Wisconsin Political Candidates File Nomination Papers, Challenge Period Begins | WUWM 89.7 FM
As of 6 p.m. Wednesday, about 340 people had filed for federal and state elections in Wisconsin for the August primaries and/or November general election.
Wednesday at 5 p.m. was the deadline for filing races for the United States Senate and House, governor and up to the State Assembly – although two Milwaukee-area Assembly seats have a deadline for filing this Saturday, June 4.
But the final composition of the candidates could still change. Wisconsin Election Commission staff haven’t completed their initial reviews of the more than 120 people who submitted application materials this week or the candidates are missing one or more required documents — something they may be able to fix .
Additionally, people can always challenge a candidate’s status on the ballot. Election Commission Administrator Meagan Wolfe said the review can be done online.
“We have application documents for each of the candidates available on our website – badgervoters.wi.gov, where candidates can go (for a fee) and view the application documents of other candidates. things.
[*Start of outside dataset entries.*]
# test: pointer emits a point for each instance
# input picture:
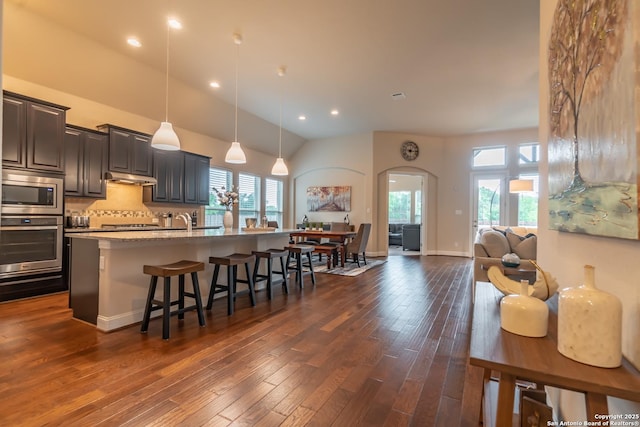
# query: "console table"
(538, 360)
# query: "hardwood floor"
(386, 348)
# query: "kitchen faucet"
(187, 219)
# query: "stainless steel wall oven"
(30, 245)
(31, 234)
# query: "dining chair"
(359, 244)
(333, 242)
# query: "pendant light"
(235, 153)
(279, 167)
(165, 138)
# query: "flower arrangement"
(227, 198)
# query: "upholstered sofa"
(492, 243)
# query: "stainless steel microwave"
(25, 194)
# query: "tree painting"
(592, 169)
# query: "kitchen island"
(107, 286)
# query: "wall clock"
(409, 150)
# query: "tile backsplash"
(123, 205)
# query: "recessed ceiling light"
(132, 41)
(175, 24)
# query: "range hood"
(127, 178)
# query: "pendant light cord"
(237, 59)
(280, 137)
(166, 103)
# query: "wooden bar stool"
(231, 262)
(167, 271)
(297, 252)
(331, 251)
(269, 255)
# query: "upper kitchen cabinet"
(33, 133)
(129, 151)
(85, 162)
(182, 178)
(196, 179)
(168, 169)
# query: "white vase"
(590, 324)
(523, 314)
(227, 220)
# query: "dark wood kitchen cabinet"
(196, 179)
(129, 151)
(32, 133)
(168, 169)
(182, 178)
(85, 162)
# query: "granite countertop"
(122, 229)
(169, 234)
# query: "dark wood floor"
(386, 348)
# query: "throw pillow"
(495, 243)
(513, 239)
(527, 248)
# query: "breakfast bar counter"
(106, 284)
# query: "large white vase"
(227, 220)
(590, 324)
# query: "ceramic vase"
(522, 314)
(227, 220)
(590, 324)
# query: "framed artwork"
(594, 117)
(329, 199)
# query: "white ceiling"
(465, 66)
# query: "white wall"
(329, 162)
(565, 254)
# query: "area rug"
(350, 269)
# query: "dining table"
(342, 236)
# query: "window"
(218, 178)
(529, 154)
(417, 200)
(528, 203)
(249, 197)
(399, 207)
(493, 156)
(273, 204)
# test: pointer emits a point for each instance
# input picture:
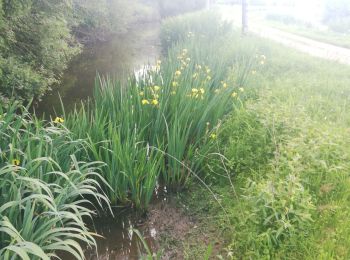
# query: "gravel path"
(312, 47)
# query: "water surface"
(117, 57)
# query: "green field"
(255, 137)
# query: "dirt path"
(312, 47)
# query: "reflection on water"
(116, 241)
(123, 53)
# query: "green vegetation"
(158, 127)
(298, 27)
(286, 188)
(337, 15)
(269, 135)
(44, 188)
(38, 38)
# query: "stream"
(116, 58)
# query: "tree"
(35, 44)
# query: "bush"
(43, 188)
(336, 15)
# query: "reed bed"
(44, 188)
(161, 125)
(155, 129)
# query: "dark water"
(117, 57)
(121, 55)
(116, 241)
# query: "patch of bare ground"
(180, 235)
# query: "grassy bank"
(268, 135)
(308, 31)
(288, 163)
(156, 129)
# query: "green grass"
(265, 126)
(288, 162)
(160, 126)
(155, 128)
(44, 188)
(326, 36)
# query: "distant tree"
(35, 45)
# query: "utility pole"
(244, 17)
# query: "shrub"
(43, 188)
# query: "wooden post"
(244, 17)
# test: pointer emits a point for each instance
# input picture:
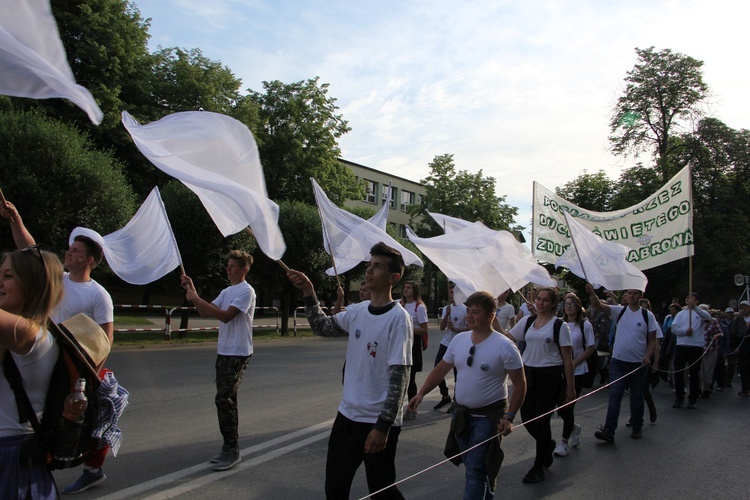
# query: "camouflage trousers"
(229, 371)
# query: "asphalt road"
(289, 398)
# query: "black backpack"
(72, 363)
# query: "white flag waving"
(348, 238)
(32, 57)
(598, 261)
(478, 258)
(145, 249)
(216, 157)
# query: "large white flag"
(348, 238)
(600, 262)
(32, 57)
(217, 158)
(477, 258)
(656, 231)
(142, 251)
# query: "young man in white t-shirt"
(633, 350)
(485, 359)
(234, 308)
(378, 362)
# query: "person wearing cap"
(689, 328)
(82, 295)
(740, 331)
(633, 348)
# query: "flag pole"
(279, 262)
(171, 232)
(4, 201)
(327, 241)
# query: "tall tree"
(461, 194)
(298, 139)
(662, 96)
(589, 191)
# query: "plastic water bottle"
(74, 411)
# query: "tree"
(186, 80)
(589, 191)
(663, 91)
(58, 181)
(461, 194)
(297, 139)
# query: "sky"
(522, 90)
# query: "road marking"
(212, 476)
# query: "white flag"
(477, 258)
(598, 261)
(449, 224)
(348, 238)
(216, 157)
(32, 57)
(145, 249)
(380, 220)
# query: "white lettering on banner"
(658, 230)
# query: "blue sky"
(521, 90)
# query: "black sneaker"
(442, 404)
(535, 475)
(605, 435)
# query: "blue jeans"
(635, 383)
(478, 484)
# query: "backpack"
(73, 362)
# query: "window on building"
(407, 199)
(394, 192)
(371, 194)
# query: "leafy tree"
(460, 194)
(663, 91)
(58, 181)
(297, 139)
(186, 80)
(589, 191)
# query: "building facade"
(404, 194)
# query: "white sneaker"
(575, 436)
(561, 450)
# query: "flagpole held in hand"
(279, 262)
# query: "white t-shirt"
(486, 380)
(458, 318)
(87, 297)
(236, 337)
(36, 370)
(418, 313)
(504, 314)
(541, 350)
(577, 338)
(376, 341)
(631, 336)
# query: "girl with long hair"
(582, 338)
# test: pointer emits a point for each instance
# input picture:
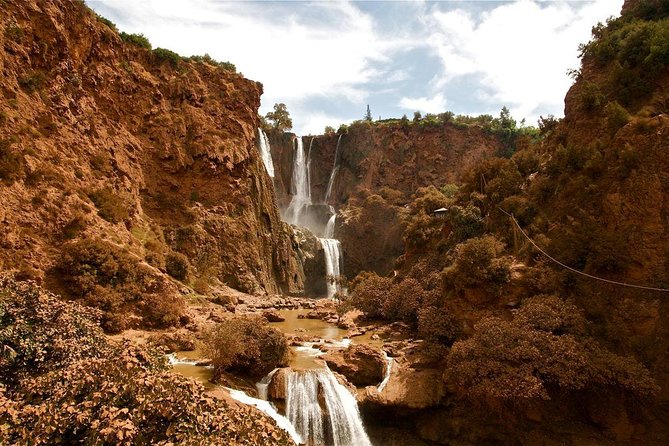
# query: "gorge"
(304, 287)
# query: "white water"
(263, 385)
(265, 152)
(300, 187)
(270, 410)
(335, 170)
(389, 369)
(332, 248)
(339, 424)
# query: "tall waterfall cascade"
(338, 423)
(335, 171)
(265, 152)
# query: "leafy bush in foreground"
(62, 382)
(247, 345)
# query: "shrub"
(177, 265)
(139, 40)
(477, 263)
(11, 163)
(247, 345)
(163, 55)
(110, 206)
(536, 354)
(369, 292)
(32, 82)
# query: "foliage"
(177, 266)
(32, 82)
(247, 345)
(163, 55)
(14, 32)
(110, 205)
(63, 382)
(106, 277)
(369, 292)
(11, 163)
(419, 224)
(478, 263)
(139, 40)
(280, 118)
(211, 61)
(539, 352)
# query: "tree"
(368, 115)
(280, 118)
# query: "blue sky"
(327, 60)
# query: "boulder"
(362, 365)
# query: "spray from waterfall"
(335, 170)
(300, 187)
(338, 423)
(265, 152)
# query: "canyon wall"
(103, 139)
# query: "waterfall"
(263, 385)
(269, 410)
(265, 152)
(389, 369)
(335, 170)
(300, 187)
(332, 248)
(338, 423)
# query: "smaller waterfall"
(269, 410)
(389, 369)
(265, 152)
(332, 249)
(338, 423)
(300, 187)
(263, 385)
(335, 170)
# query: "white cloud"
(521, 50)
(435, 104)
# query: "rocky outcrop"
(362, 365)
(100, 138)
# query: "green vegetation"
(136, 39)
(11, 163)
(280, 118)
(177, 266)
(111, 279)
(162, 55)
(62, 382)
(32, 82)
(246, 345)
(111, 206)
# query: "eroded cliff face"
(387, 160)
(103, 139)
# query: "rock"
(173, 341)
(273, 316)
(362, 365)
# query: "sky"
(327, 60)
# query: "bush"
(139, 40)
(177, 265)
(163, 55)
(110, 206)
(32, 82)
(539, 352)
(369, 292)
(477, 263)
(11, 163)
(246, 345)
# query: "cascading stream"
(337, 424)
(335, 170)
(265, 152)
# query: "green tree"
(368, 115)
(280, 118)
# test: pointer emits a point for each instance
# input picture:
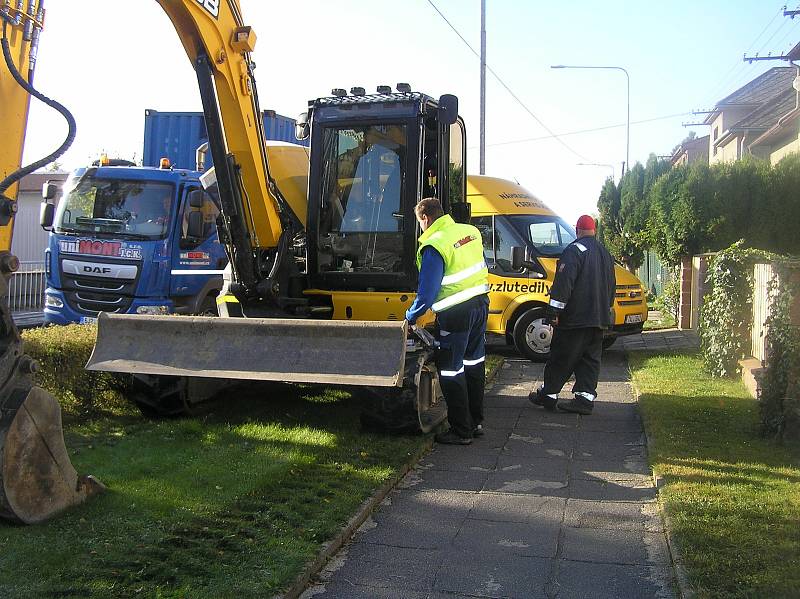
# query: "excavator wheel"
(417, 407)
(160, 396)
(37, 479)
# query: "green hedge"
(62, 353)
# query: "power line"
(738, 66)
(592, 130)
(508, 89)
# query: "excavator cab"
(373, 157)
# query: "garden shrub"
(727, 308)
(62, 353)
(779, 397)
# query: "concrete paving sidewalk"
(544, 505)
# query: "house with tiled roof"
(747, 114)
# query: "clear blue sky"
(109, 60)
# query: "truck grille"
(90, 295)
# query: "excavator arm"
(257, 222)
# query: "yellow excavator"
(319, 299)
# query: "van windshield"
(135, 209)
(548, 234)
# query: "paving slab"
(545, 504)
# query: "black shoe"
(577, 405)
(538, 398)
(450, 438)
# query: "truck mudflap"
(268, 349)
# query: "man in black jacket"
(580, 310)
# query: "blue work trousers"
(461, 359)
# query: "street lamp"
(628, 80)
(611, 166)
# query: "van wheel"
(532, 337)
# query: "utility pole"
(483, 89)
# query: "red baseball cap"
(586, 223)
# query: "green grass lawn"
(232, 503)
(732, 496)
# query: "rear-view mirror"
(46, 214)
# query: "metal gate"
(26, 290)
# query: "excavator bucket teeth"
(268, 349)
(37, 479)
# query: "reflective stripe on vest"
(461, 296)
(461, 249)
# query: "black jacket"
(583, 290)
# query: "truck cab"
(509, 217)
(119, 242)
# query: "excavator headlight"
(52, 301)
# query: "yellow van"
(522, 240)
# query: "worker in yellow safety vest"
(453, 282)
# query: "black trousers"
(574, 351)
(461, 359)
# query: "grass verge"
(231, 503)
(733, 498)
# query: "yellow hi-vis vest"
(461, 248)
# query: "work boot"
(538, 398)
(577, 405)
(450, 438)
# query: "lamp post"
(611, 166)
(628, 81)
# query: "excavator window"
(361, 215)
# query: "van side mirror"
(461, 212)
(46, 214)
(49, 191)
(448, 109)
(519, 260)
(301, 127)
(196, 198)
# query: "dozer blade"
(267, 349)
(37, 479)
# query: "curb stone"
(685, 588)
(366, 509)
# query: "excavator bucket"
(37, 479)
(268, 349)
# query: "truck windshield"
(548, 234)
(124, 208)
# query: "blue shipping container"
(177, 135)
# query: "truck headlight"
(51, 301)
(152, 310)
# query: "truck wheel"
(209, 307)
(532, 337)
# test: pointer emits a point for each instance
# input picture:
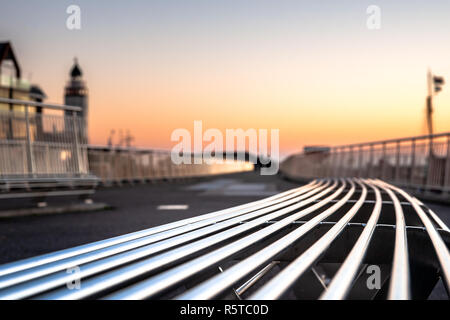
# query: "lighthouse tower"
(76, 94)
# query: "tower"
(76, 94)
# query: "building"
(76, 94)
(42, 128)
(13, 86)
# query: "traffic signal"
(438, 83)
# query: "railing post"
(350, 163)
(397, 163)
(413, 161)
(30, 156)
(447, 168)
(76, 142)
(360, 161)
(383, 162)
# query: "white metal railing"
(36, 144)
(417, 162)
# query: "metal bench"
(329, 239)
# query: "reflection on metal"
(266, 249)
(41, 150)
(419, 163)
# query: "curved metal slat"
(399, 287)
(28, 263)
(286, 278)
(115, 277)
(29, 274)
(440, 248)
(342, 281)
(214, 286)
(132, 250)
(165, 280)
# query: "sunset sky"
(309, 68)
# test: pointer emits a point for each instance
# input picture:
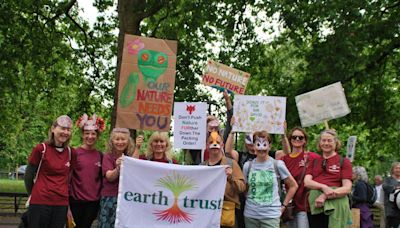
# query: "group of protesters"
(81, 184)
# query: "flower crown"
(91, 123)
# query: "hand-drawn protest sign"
(190, 121)
(222, 77)
(322, 104)
(146, 84)
(258, 113)
(351, 147)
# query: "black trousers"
(46, 216)
(84, 212)
(318, 220)
(392, 222)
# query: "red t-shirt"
(51, 187)
(333, 173)
(86, 175)
(109, 188)
(164, 160)
(295, 166)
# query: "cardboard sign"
(258, 113)
(146, 84)
(190, 125)
(325, 103)
(351, 147)
(222, 77)
(168, 195)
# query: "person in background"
(391, 184)
(86, 178)
(235, 181)
(119, 144)
(379, 203)
(329, 180)
(158, 148)
(51, 161)
(297, 160)
(360, 196)
(263, 206)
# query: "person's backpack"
(372, 195)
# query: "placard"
(146, 84)
(322, 104)
(222, 77)
(190, 122)
(259, 113)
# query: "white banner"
(154, 194)
(322, 104)
(190, 122)
(258, 113)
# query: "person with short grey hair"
(390, 185)
(360, 196)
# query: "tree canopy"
(53, 62)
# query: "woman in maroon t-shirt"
(158, 148)
(49, 193)
(120, 143)
(86, 178)
(329, 180)
(297, 161)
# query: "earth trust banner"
(322, 104)
(190, 121)
(153, 194)
(146, 83)
(222, 77)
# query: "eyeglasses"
(297, 137)
(324, 164)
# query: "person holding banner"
(119, 144)
(263, 176)
(158, 148)
(329, 180)
(46, 177)
(297, 161)
(86, 178)
(235, 181)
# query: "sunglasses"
(297, 137)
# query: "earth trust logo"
(177, 184)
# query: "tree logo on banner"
(177, 184)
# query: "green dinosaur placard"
(146, 83)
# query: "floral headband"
(92, 123)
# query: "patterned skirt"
(108, 208)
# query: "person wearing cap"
(119, 144)
(51, 161)
(86, 178)
(235, 181)
(297, 160)
(158, 148)
(263, 175)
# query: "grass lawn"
(12, 186)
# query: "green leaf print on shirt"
(261, 184)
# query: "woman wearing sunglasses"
(329, 180)
(297, 160)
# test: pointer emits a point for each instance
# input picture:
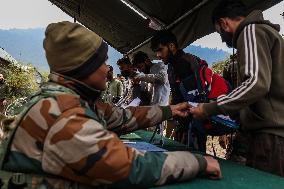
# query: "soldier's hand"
(4, 103)
(198, 112)
(181, 109)
(213, 170)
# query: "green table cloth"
(234, 176)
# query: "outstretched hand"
(181, 109)
(213, 170)
(198, 112)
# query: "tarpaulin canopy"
(127, 31)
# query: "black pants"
(266, 153)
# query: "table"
(234, 176)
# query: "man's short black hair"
(110, 68)
(163, 37)
(229, 8)
(140, 57)
(124, 60)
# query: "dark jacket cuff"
(211, 109)
(202, 163)
(167, 112)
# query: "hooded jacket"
(260, 91)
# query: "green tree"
(218, 67)
(20, 80)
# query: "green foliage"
(218, 67)
(44, 75)
(20, 80)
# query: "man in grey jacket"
(156, 74)
(260, 91)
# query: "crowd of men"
(67, 135)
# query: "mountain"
(25, 45)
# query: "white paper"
(135, 102)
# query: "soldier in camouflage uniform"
(65, 135)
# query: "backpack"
(209, 86)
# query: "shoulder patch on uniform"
(66, 101)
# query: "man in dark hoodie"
(260, 91)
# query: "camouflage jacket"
(64, 135)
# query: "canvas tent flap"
(126, 31)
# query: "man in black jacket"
(260, 91)
(182, 82)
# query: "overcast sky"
(39, 13)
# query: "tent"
(119, 24)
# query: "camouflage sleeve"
(68, 143)
(122, 120)
(80, 149)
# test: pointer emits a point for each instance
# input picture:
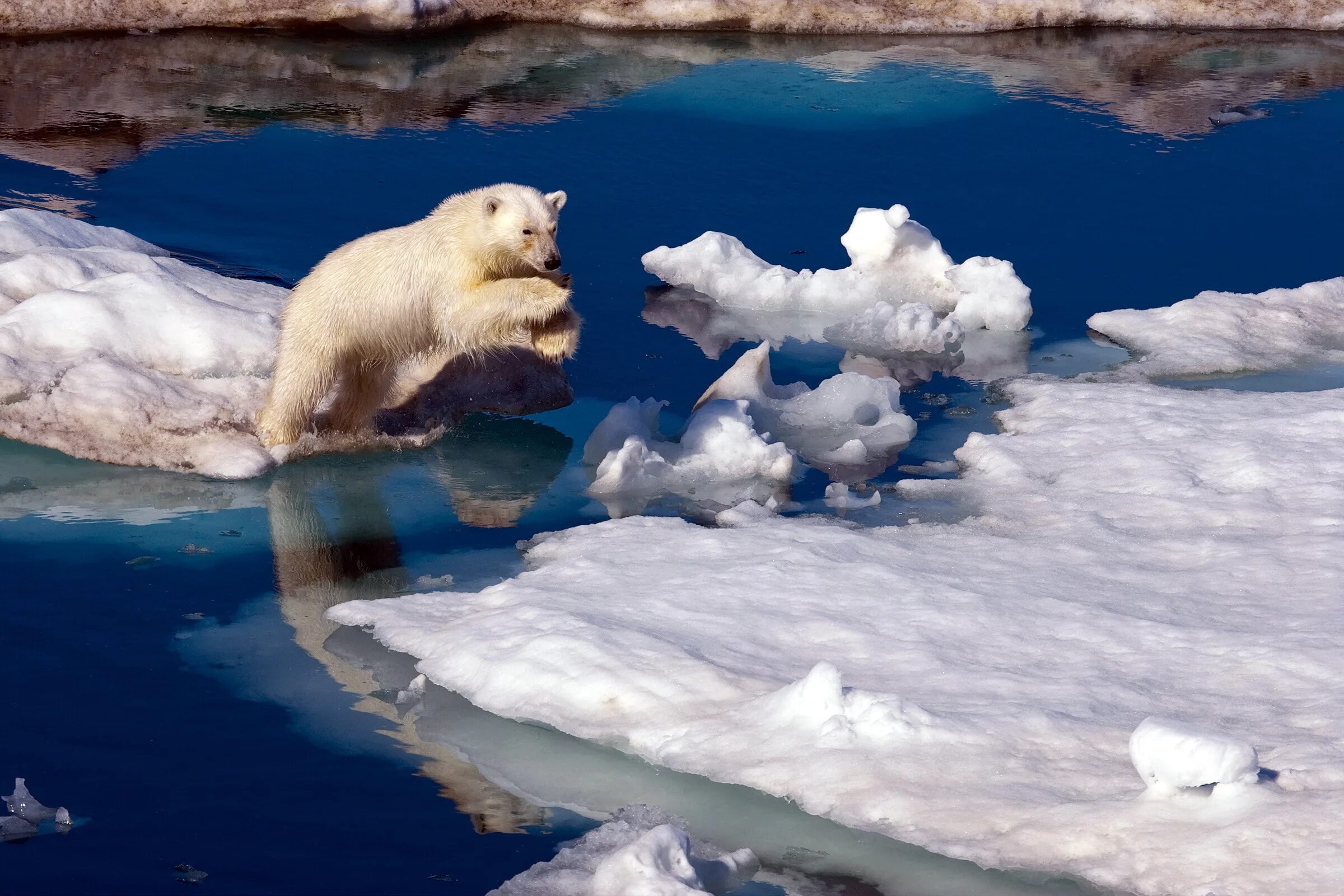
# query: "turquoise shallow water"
(194, 707)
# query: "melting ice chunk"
(640, 852)
(851, 425)
(720, 460)
(893, 260)
(1170, 755)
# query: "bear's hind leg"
(362, 393)
(295, 393)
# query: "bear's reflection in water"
(492, 470)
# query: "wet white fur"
(464, 280)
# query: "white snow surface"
(721, 459)
(109, 349)
(640, 852)
(972, 687)
(893, 260)
(1233, 332)
(851, 422)
(1170, 755)
(884, 328)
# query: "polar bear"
(476, 274)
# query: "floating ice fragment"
(15, 828)
(841, 497)
(1170, 755)
(929, 468)
(642, 851)
(1235, 115)
(189, 874)
(851, 425)
(721, 459)
(25, 806)
(893, 260)
(885, 328)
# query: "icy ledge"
(113, 351)
(1233, 332)
(640, 852)
(972, 688)
(799, 16)
(893, 260)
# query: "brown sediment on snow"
(91, 102)
(794, 16)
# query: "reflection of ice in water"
(545, 767)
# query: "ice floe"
(720, 460)
(850, 425)
(113, 351)
(1170, 755)
(893, 260)
(1233, 332)
(639, 852)
(1132, 551)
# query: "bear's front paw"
(558, 338)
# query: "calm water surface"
(195, 707)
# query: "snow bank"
(1170, 755)
(113, 351)
(720, 460)
(893, 260)
(1233, 332)
(851, 425)
(800, 16)
(909, 328)
(1133, 551)
(639, 852)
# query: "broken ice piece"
(15, 828)
(22, 804)
(413, 692)
(189, 874)
(1234, 115)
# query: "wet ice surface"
(189, 673)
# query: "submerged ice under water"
(200, 682)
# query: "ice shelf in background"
(1233, 332)
(801, 16)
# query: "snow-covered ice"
(800, 16)
(113, 351)
(850, 425)
(1233, 332)
(720, 460)
(906, 328)
(640, 852)
(1133, 551)
(893, 260)
(1170, 755)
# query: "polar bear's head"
(519, 226)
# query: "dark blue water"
(254, 743)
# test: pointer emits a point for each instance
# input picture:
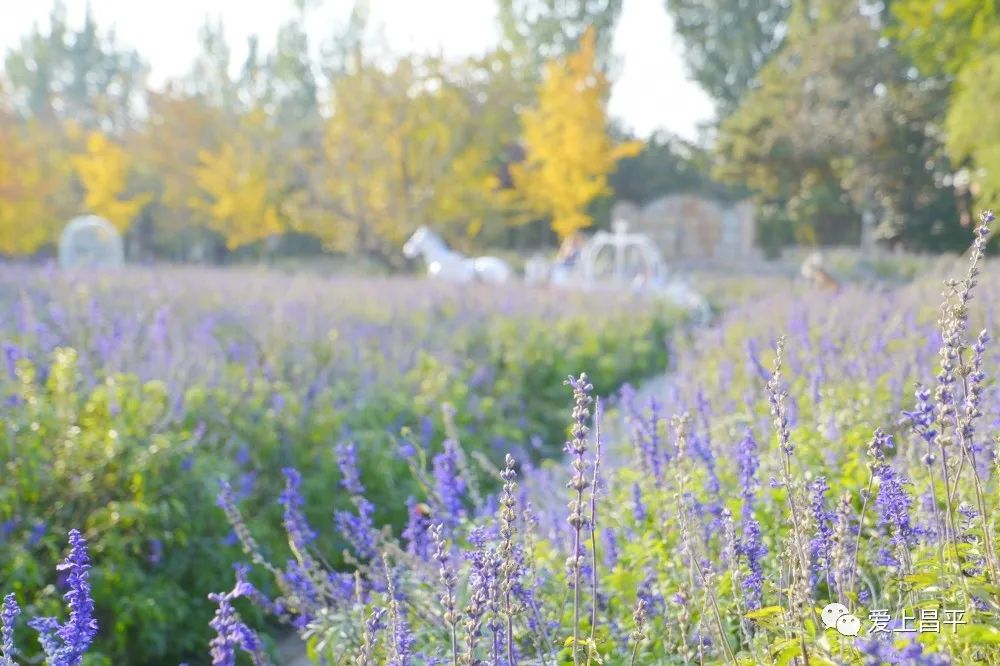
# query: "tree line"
(839, 119)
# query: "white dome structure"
(90, 241)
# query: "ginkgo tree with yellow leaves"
(33, 186)
(102, 170)
(569, 152)
(237, 186)
(400, 149)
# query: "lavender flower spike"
(65, 644)
(8, 615)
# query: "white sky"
(651, 90)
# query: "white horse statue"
(445, 264)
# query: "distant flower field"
(128, 396)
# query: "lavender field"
(401, 473)
(810, 449)
(129, 396)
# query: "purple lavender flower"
(748, 464)
(11, 355)
(819, 545)
(347, 460)
(359, 529)
(449, 485)
(231, 634)
(753, 550)
(64, 645)
(300, 535)
(416, 535)
(638, 508)
(893, 504)
(8, 616)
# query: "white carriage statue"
(609, 261)
(619, 260)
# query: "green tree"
(955, 42)
(81, 75)
(667, 164)
(839, 126)
(726, 42)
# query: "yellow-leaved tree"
(568, 151)
(33, 186)
(103, 170)
(400, 150)
(238, 187)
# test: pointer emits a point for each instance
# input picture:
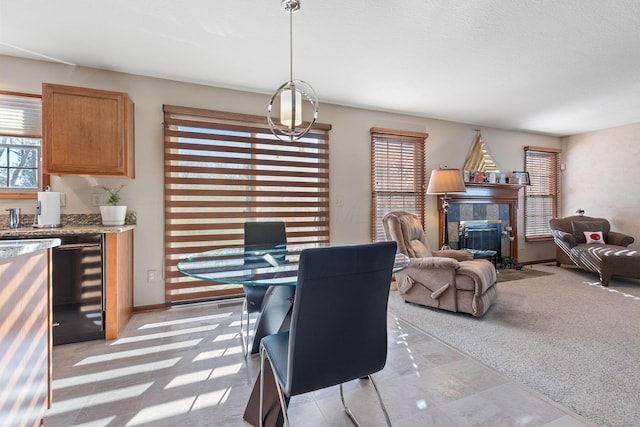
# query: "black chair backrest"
(339, 322)
(265, 235)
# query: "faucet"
(14, 217)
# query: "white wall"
(602, 177)
(448, 145)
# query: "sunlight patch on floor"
(113, 373)
(138, 352)
(106, 397)
(167, 334)
(179, 407)
(186, 320)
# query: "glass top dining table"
(275, 268)
(255, 266)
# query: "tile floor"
(184, 367)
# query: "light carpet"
(576, 342)
(527, 273)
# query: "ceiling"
(546, 66)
Like, for example, they might challenge the residency of someone who signed and say, “No, that address is not in this district. Or, they might challenge some aspect of the application materials and say that the candidates’ application documents themselves do not substantially comply with the law,” Wolfe told WUWM on Wednesday.
Wolfe said some challenges could be spurred by the recent political redistricting.
She specifies that the deadline for filing a dispute is Monday, June 6 at 4:30 p.m. The challenged person then has three days to respond. Appointed members of the Wisconsin Elections Commission will consider the challenges Friday, June 10 in a public meeting.
We live in controversial times in the world of politics and many conservatives are attacking the state commission. But Wolfe said she and her staff were prepared to administer fair and accurate elections. She also gave a nod to the town clerks.
“They’re really the ones who are the star of the show and run elections at the local level. They’re the ones who send out the mail-in ballots. They’re the ones who train and recruit the poll workers,” Wolfe explained.
Many of these clerks are also waiting for the state Supreme Court to rule on the use of mail-in ballot boxes and what help a voter can get to submit a ballot.
Meanwhile, the committee is waiting to see who Assembly Speaker Robin Vos appoints to the panel and whether that person will chair the committee. If the Racine County Republican lawmaker hasn’t acted by June 10, incumbent Commissioner Dean Knudson is expected to show up for that day’s meeting.